GAO recommends increased oversight of hospitals’ 340B drug program contracts

January 15, 2020
Medicare Web

HHS’ Health Resources and Services Administration (HRSA) should step up oversight of hospitals participating in the 340B drug discount program, the U.S. Government Accountability Office (GAO) recommended in a recent report.

The GAO’s report identified weaknesses in HRSA’s oversight, specifically of nongovernmental hospitals, that may lead to some hospitals receiving discounts for which they are not eligible.

Approximately two-thirds of hospitals participating in the 340B program are nongovernmental hospitals. These hospitals enter into contracts with state or local governments to provide services to the 340B-specified low-income population. HRSA requires hospitals participating in the 340B program to register and recertify their eligibility annually. HRSA also conducts annual audits to review participating hospitals’ eligibility. Between 2017 and 2018, HRSA reviewed 340B contract documentation of 258 nongovernmental hospitals, representing less than 10% of nongovernmental hospitals participating in the program.

The GAO examined contract documentation of all 258 hospitals reviewed by HRSA in 2017 and 2018. The agency found that although most of the contracts required hospitals to provide healthcare services to low-income individuals, there is no statutory requirement that contracts specify how this obligation will be fulfilled and few contracts include this information, according to the report.
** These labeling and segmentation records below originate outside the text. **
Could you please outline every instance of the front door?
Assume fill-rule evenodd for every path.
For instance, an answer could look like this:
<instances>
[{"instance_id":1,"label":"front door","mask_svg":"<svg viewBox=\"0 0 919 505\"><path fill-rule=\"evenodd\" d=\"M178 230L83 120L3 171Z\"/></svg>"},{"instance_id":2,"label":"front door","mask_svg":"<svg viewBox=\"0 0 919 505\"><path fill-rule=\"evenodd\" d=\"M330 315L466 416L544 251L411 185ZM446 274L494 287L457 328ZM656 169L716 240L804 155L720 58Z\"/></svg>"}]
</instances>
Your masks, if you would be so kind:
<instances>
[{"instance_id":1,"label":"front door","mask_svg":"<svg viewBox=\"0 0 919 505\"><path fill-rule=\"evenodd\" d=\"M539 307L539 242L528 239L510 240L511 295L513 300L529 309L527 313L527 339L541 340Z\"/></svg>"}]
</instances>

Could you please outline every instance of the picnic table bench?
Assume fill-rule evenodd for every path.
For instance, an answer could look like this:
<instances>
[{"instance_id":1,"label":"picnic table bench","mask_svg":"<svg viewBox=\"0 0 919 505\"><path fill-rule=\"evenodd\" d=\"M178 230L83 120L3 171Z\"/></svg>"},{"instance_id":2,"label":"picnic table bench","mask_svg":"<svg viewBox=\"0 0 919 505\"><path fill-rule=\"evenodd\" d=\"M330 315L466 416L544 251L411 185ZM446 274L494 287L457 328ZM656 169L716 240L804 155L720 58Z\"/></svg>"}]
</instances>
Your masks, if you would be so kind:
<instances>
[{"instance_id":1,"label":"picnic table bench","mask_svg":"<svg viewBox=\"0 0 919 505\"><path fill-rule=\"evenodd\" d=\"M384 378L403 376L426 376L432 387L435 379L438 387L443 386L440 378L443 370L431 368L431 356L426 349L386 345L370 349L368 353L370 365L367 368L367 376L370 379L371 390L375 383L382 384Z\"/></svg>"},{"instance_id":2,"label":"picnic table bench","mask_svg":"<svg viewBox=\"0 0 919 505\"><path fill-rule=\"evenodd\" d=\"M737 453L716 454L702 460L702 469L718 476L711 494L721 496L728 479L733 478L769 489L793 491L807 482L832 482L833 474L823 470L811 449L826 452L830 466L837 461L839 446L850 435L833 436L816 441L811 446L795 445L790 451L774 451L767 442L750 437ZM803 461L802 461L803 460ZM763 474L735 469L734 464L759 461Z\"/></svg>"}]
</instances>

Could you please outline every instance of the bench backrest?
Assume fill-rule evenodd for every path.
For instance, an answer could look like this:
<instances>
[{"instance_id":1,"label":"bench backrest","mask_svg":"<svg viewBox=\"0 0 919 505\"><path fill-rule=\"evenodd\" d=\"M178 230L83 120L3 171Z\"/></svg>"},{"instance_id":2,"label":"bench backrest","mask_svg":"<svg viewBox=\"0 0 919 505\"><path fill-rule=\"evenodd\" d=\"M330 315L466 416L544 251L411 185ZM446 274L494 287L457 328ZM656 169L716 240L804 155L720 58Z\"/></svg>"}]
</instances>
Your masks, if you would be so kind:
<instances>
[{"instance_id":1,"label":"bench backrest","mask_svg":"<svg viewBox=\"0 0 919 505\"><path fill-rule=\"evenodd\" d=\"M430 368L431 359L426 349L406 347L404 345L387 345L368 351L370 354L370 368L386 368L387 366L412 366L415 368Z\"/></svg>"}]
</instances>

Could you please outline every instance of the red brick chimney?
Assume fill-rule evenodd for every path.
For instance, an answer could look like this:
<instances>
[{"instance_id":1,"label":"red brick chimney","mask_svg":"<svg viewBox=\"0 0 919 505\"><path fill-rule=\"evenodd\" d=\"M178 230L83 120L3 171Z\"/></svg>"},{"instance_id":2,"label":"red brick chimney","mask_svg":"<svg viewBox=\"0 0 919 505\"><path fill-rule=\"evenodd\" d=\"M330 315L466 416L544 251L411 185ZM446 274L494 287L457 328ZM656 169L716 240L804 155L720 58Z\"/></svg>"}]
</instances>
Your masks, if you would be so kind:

Nevertheless, HRSA’s audit process is not robust enough to provide a reasonable assurance that nongovernmental hospitals meet eligibility requirements. Specifically, the report pointed out that HRSA primarily relies on hospitals’ self-attestation to verify that contracts with state and local governments exist. In addition, the report identified the following gaps. According to the report, HRSA’s audit process:

  • Allows nongovernmental hospitals that do not have contracts to enter into contracts with retroactive start dates to avoid negative audit findings. The report points out that this undermines the integrity of HRSA’s audits.
  • Does not always include assessments of whether contracts are consistent with the statutory requirement. According to the report, 13 contracts did not require hospitals to serve the 340B-specified low-income population even though the hospitals were allowed to participate in the program.
  • Does not review to determine whether documents submitted by nongovernmental hospitals are actual contracts. The report found that 18 of the audited 258 contract documents did not appear to be contracts; however, these hospitals were allowed to participate in the program.

The GAO recommended that HRSA:

  • Amend its contract reviews to assess whether contracts meet statutory requirements
  • Provide better guidance on contract reviews
  • Verify that all nongovernmental hospitals have contracts in place throughout hospitals’ audit periods

HHS generally agreed with the GAO’s recommendations but disagreed that it should implement a process to verify that nongovernmental hospitals have a contract with state or local governments.

Hospitals participating in the 340B program should review their statutory and contractual obligations and ensure that they are fulfilling them. Hospitals should have a process in place to ensure that contracts are reviewed for renewal prior to expiration. Hospitals should consult internal or external experts, such as compliance officers or legal counsel, to determine whether their contracts meet statutory requirements.